Scala – Is Scala idiomatic coding style just a cool trap for writing inefficient code

performancescala

I sense that the Scala community has a little big obsession with writing "concise", "cool", "scala idiomatic", "one-liner" -if possible- code. This is immediately followed by a comparison to Java/imperative/ugly code.

While this (sometimes) leads to easy to understand code, it also leads to inefficient code for 99% of developers. And this is where Java/C++ is not easy to beat.

Consider this simple problem: Given a list of integers, remove the greatest element. Ordering does not need to be preserved.

Here is my version of the solution (It may not be the greatest, but it's what the average non-rockstar developer would do).

def removeMaxCool(xs: List[Int]) = {
  val maxIndex = xs.indexOf(xs.max);
  xs.take(maxIndex) ::: xs.drop(maxIndex+1)
}

It's Scala idiomatic, concise, and uses a few nice list functions. It's also very inefficient. It traverses the list at least 3 or 4 times.

Here is my totally uncool, Java-like solution. It's also what a reasonable Java developer (or Scala novice) would write.

def removeMaxFast(xs: List[Int]) = {
    var res = ArrayBuffer[Int]()
    var max = xs.head
    var first = true;   
    for (x <- xs) {
        if (first) {
            first = false;
        } else {
            if (x > max) {
                res.append(max)
                max = x
            } else {
                res.append(x)
            }
        }
    }
    res.toList
}

Totally non-Scala idiomatic, non-functional, non-concise, but it's very efficient. It traverses the list only once!

So, if 99% of Java developers write more efficient code than 99% of Scala developers, this is a huge
obstacle to cross for greater Scala adoption. Is there a way out of this trap?

I am looking for practical advice to avoid such "inefficiency traps" while keeping implementation clear ans concise.

Clarification: This question comes from a real-life scenario: I had to write a complex algorithm. First I wrote it in Scala, then I "had to" rewrite it in Java. The Java implementation was twice as long, and not that clear, but at the same time it was twice as fast. Rewriting the Scala code to be efficient would probably take some time and a somewhat deeper understanding of scala internal efficiencies (for vs. map vs. fold, etc)

Best Answer

Let's discuss a fallacy in the question:

So, if 99% of Java developers write more efficient code than 99% of Scala developers, this is a huge obstacle to cross for greater Scala adoption. Is there a way out of this trap?

This is presumed, with absolutely no evidence backing it up. If false, the question is moot.

Is there evidence to the contrary? Well, let's consider the question itself -- it doesn't prove anything, but shows things are not that clear.

Totally non-Scala idiomatic, non-functional, non-concise, but it's very efficient. It traverses the list only once!

Of the four claims in the first sentence, the first three are true, and the fourth, as shown by user unknown, is false! And why it is false?
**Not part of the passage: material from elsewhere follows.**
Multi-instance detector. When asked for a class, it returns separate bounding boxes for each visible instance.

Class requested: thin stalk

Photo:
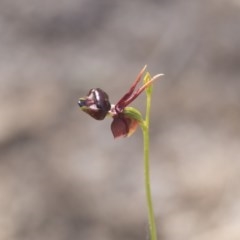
[142,81,157,240]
Because, contrary to what the second sentence states, it traverses the list more than once.

The code calls the following methods on it:

res.append(max)
res.append(x)

and

res.toList

Let's consider first append.

append takes a vararg parameter. That means max and x are first encapsulated into a sequence of some type (a WrappedArray, in fact), and then passed as parameter. A better method would have been +=.
Ok, append calls ++=, which delegates to +=. But, first, it calls ensureSize, which is the second mistake (+= calls that too -- ++= just optimizes that for multiple elements). Because an Array is a fixed size collection, which means that, at each resize, the whole Array must be copied!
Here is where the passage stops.